Any thoughts or suggestions on what you think it may be? And/or how to get it out. I'd open up the wall, but fear that it may be venomous, and im already running late for work. So, it's going to stay in there for tonight. My gf will be here and keep me informed if anything changes.


----------



## retired guy 60 (Jun 23, 2009)

The overwhelming majority of snakes are nonvenomous. I wish I lived nearby as I would help you remove the snake, if that's what it is. I have experience with all kinds of snakes including rattlesnakes, puff adders and cobras. The latter two do not reside in the US, needless to say. You probably need a scope to look into the wall w/o to avoid alot of demolition. Harbor Freight has one that is relatively modest in cost. Let's assume it is a snake. It might leave by the same hole it enterred by. You really don't want it to die in the wall as there will be an unpleasant odor so please don't listen to the posters who will say to use poison gas. If I had to guess, I'd say it is just a garter snake. The best way to handle snakes you are unsure of is with a stick with an L at the end like a golf putter. The snake will balance on it if you lift it in the middle. Some herpetologists prefer a stick with a noose. It is really unnecessary in my experience. What you could do is become familiar with the native snakes that frequent your area. There may not even be any venomous snakes where you live. In NJ we have copperheads and rattlesnakes but none at all in the county where I live. People often think the watersnakes they see here are cottonmouths but that's not possible. Good luck.


----------



## oh'mike (Sep 18, 2009)

Might be insects,too. so be careful if you open up a wall----


----------



## r0ckstarr (Jan 8, 2013)

retired guy 60 said:


> The overwhelming majority of snakes....

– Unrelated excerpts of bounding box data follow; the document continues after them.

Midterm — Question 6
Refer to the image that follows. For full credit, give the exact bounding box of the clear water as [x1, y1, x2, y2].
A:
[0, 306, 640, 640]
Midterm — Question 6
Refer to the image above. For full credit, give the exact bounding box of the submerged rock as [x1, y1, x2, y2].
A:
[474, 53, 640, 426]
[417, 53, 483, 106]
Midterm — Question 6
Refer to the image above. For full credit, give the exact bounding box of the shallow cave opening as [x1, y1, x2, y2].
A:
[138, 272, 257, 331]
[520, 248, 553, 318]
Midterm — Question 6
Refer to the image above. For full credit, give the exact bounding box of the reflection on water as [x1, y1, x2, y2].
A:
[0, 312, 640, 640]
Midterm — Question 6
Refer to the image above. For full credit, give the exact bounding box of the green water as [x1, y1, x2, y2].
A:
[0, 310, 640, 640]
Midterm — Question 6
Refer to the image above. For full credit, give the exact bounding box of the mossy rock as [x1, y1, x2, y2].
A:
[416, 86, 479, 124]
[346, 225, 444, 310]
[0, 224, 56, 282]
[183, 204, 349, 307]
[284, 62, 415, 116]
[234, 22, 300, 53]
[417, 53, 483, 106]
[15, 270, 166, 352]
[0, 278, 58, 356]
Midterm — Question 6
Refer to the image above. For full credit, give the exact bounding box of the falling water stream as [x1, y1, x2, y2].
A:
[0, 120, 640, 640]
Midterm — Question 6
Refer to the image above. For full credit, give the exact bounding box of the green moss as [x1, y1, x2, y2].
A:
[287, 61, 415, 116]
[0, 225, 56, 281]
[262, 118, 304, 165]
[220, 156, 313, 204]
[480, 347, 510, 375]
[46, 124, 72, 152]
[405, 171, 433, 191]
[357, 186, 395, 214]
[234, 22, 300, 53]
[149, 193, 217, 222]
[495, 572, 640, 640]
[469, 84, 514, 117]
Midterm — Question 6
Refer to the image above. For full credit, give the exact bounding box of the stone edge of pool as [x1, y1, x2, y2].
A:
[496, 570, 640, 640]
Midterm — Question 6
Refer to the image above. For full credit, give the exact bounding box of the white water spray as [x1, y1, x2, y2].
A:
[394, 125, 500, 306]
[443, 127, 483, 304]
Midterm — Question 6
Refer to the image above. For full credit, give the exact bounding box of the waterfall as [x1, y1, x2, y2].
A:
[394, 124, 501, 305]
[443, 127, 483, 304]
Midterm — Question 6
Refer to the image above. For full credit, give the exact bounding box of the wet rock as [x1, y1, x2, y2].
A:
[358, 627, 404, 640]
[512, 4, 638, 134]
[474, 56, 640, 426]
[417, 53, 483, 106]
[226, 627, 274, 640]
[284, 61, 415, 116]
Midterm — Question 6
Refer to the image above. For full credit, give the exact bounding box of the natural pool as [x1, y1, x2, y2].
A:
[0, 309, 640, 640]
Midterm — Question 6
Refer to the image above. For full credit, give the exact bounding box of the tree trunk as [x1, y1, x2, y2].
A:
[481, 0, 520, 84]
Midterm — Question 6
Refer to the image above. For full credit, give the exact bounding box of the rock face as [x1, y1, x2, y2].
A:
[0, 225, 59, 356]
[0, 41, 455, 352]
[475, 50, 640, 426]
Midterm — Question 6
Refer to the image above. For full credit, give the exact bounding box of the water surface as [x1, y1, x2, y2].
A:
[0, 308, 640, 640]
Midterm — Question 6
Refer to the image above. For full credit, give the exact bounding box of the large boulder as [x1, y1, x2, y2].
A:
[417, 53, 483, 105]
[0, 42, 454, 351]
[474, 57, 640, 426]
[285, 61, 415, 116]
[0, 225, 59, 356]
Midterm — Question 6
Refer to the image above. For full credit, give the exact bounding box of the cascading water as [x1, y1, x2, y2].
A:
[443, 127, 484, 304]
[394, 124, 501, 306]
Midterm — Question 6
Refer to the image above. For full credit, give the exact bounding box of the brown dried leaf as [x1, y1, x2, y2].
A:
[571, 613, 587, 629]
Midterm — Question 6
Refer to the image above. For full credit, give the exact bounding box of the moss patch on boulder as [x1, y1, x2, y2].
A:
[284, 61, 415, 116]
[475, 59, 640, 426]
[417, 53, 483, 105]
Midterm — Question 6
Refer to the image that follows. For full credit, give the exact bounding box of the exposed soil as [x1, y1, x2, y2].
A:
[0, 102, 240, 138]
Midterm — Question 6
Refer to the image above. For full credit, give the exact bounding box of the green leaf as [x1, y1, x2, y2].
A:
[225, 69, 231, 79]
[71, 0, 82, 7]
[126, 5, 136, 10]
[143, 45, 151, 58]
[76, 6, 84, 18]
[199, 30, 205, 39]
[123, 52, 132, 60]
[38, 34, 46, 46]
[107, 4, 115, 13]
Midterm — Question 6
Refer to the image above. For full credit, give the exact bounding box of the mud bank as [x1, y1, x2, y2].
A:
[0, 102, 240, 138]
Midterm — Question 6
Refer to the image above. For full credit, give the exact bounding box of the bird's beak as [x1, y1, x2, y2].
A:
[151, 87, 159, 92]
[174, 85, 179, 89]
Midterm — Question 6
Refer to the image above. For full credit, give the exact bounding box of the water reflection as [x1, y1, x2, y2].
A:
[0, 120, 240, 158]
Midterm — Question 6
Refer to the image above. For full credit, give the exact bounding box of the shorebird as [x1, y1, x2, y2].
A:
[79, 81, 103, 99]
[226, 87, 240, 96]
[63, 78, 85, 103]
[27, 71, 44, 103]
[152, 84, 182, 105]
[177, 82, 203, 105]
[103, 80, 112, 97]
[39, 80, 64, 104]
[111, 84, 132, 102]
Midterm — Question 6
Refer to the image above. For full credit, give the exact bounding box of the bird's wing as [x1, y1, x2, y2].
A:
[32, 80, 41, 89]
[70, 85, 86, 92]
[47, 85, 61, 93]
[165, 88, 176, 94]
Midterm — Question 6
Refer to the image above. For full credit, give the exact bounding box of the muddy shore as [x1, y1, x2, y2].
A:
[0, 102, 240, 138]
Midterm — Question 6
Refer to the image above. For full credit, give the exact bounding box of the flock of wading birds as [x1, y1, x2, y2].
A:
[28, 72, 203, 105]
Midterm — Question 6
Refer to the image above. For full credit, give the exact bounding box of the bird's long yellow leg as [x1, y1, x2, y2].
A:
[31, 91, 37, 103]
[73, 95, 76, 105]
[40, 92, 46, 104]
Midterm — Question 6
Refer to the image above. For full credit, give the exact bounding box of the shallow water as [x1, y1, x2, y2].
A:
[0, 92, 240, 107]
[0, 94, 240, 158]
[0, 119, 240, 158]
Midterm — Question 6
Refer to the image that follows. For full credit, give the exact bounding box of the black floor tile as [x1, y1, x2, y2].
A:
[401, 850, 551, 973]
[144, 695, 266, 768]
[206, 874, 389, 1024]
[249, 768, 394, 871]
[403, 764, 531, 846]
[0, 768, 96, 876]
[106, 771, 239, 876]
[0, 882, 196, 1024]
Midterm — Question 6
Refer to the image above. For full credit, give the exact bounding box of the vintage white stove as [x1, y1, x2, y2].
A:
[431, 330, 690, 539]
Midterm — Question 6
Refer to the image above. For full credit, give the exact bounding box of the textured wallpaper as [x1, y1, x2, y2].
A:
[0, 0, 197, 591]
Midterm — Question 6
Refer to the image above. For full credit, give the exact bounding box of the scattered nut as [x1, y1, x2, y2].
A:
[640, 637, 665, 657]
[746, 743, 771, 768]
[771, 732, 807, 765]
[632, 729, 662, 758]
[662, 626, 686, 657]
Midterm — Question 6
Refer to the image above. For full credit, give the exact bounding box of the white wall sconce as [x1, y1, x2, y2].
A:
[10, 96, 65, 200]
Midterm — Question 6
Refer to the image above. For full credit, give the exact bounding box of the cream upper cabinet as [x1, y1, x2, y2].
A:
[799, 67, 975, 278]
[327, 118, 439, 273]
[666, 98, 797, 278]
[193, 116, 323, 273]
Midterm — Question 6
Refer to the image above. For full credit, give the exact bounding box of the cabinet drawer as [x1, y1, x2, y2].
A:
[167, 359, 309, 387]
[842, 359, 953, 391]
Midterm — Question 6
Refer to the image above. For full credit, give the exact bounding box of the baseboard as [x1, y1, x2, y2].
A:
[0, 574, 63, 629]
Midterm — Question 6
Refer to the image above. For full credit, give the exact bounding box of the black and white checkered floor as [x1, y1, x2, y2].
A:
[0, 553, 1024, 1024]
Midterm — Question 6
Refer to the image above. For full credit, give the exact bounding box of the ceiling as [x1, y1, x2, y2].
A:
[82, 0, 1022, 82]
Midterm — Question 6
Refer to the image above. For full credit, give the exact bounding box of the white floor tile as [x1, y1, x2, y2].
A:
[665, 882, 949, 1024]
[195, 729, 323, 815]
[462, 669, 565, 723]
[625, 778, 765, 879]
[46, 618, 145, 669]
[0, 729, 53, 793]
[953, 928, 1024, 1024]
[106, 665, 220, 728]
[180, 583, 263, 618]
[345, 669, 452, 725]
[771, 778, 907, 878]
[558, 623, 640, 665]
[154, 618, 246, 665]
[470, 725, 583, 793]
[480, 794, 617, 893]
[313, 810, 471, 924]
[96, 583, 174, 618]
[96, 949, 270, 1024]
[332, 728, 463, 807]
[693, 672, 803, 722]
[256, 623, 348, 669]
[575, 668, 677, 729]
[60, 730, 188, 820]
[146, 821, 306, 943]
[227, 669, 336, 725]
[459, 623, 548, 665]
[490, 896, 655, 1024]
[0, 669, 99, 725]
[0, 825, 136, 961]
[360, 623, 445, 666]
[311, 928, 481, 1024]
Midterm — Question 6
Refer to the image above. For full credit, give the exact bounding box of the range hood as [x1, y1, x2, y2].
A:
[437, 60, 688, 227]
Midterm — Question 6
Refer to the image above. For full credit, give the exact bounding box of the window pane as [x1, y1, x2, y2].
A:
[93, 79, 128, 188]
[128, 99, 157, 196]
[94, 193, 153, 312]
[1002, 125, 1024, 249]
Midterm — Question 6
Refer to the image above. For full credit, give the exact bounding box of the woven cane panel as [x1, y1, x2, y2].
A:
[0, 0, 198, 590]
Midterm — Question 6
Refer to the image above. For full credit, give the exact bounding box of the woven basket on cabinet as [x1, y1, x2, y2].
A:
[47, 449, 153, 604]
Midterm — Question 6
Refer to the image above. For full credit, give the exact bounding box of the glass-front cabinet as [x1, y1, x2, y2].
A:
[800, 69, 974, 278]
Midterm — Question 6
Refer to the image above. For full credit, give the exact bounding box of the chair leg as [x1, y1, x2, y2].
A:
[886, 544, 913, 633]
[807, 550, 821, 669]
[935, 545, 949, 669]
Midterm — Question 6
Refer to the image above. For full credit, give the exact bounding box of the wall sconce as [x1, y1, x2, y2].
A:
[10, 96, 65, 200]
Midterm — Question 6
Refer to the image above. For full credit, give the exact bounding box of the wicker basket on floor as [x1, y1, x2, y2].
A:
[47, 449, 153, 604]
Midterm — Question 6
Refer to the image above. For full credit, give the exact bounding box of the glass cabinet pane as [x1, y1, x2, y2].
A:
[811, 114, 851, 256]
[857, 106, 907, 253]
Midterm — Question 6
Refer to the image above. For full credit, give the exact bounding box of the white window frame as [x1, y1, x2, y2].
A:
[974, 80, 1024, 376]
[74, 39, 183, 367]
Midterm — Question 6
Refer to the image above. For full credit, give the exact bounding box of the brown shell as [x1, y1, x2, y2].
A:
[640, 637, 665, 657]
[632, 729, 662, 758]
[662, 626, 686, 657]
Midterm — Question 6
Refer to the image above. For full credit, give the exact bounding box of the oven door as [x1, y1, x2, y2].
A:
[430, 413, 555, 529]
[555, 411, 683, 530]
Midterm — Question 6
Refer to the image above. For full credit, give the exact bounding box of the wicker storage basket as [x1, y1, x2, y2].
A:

Thanks for the info. I've never had a fear of snakes. Used to catch them all of the time when I was kid without a care of what kind they were or if they were venomous. We used to use a small tree branch and put it against the top of their head without hurting them, then reach down and pick them up. 

Around here, for venomous snakes, we have rattle snakes, mocassins, and copper heads that I know of. 

I'm at work right now, but just spoke to my girlfriend (she's checking this thread regularly from home). She said that she hasn't heard it at all for the last couple of hours. 

If I hear it again tomorrow while I am there, i'll cut a small hole in the wall and step back to see what comes out. 




oh'mike said:


> Might be insects,too. so be careful if you open up a wall----


Thanks for the warning. If these are insects, these are the largest insects I have ever experienced. If I were to guess, I would say whatever I am hearing, sounds like it is between 5 and 10lbs at most.


----------



## retired guy 60 (Jun 23, 2009)

Since there are studs generally 16 inches on center in most walls you should not have too much problem locating the creature. Please let us know what you find.


----------



## chrisn (Dec 23, 2007)

If that is a 10 lb snake in there , I would step WAY back, venomous or not.:laughing:


----------



## r0ckstarr (Jan 8, 2013)

chrisn said:


> If that is a 10 lb snake in there , I would step WAY back, venomous or not.:laughing:


Ha! I'm serious. It doesn't sound small at all. I would be very surprised if it was small and made that much, and that loud of noise.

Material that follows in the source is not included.